As an artist, she collects inspiration wherever she can find it
Thompson says she has an ongoing collection of photographs, stories, and quotations in her studio to keep her inspired. At its core, her work is very narrative, both inspired by events in her life and a means for her to process them. Her 2014 solo show at All My Relations Gallery — titled Where I Fit — took a contemporary look at Native American stereotypes through tapestries and jingle dresses. Her 2016 show at the Textile Center, On Borrowed Time, tackled the artist’s grief over the loss of her father through a variety of mixed media installations. She wove together photographs of herself, constructed a bedspread out of a tessellated photo of a sunset, and created a custom quilted and beaded bodybag, among other pieces. The work provided some catharsis for the artist and her audience alike.

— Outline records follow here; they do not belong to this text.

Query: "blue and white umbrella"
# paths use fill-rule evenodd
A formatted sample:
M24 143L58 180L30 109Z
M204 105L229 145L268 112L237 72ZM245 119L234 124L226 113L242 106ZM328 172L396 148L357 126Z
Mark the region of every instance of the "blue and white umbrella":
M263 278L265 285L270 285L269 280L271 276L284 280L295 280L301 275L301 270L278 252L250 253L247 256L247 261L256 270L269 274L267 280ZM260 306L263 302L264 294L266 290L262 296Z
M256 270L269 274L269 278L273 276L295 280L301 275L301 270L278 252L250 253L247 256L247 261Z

Thompson says the images and quotations she collects are culled from different sources: photos she’s taken herself, pages from magazines, “a song lyric that kind of tugs on me.” Right now she is hung up on a lyric from musician Ben Howard, “Gracious goes the ghost of you/And I will never forget the plans and the/Silhouettes you drew.” She is still working with the theme of grief, mourning both a past relationship and the passing of a good friend, but her artistic direction is not always so clear. “If I don’t have a story to work through but I still need to create — that’s where the knitwear and weaving come in.”
For her, textile art is both practical and poetic. “I love looking at structure, counting, and solving equations; I like the challenge of it. And I like it because yarn can be delicate, but you’re using it to make something durable.” Thompson talks about textiles the way a writer might talk about storytelling. “You just take a single string, and you can make it into this pictorial fabric.”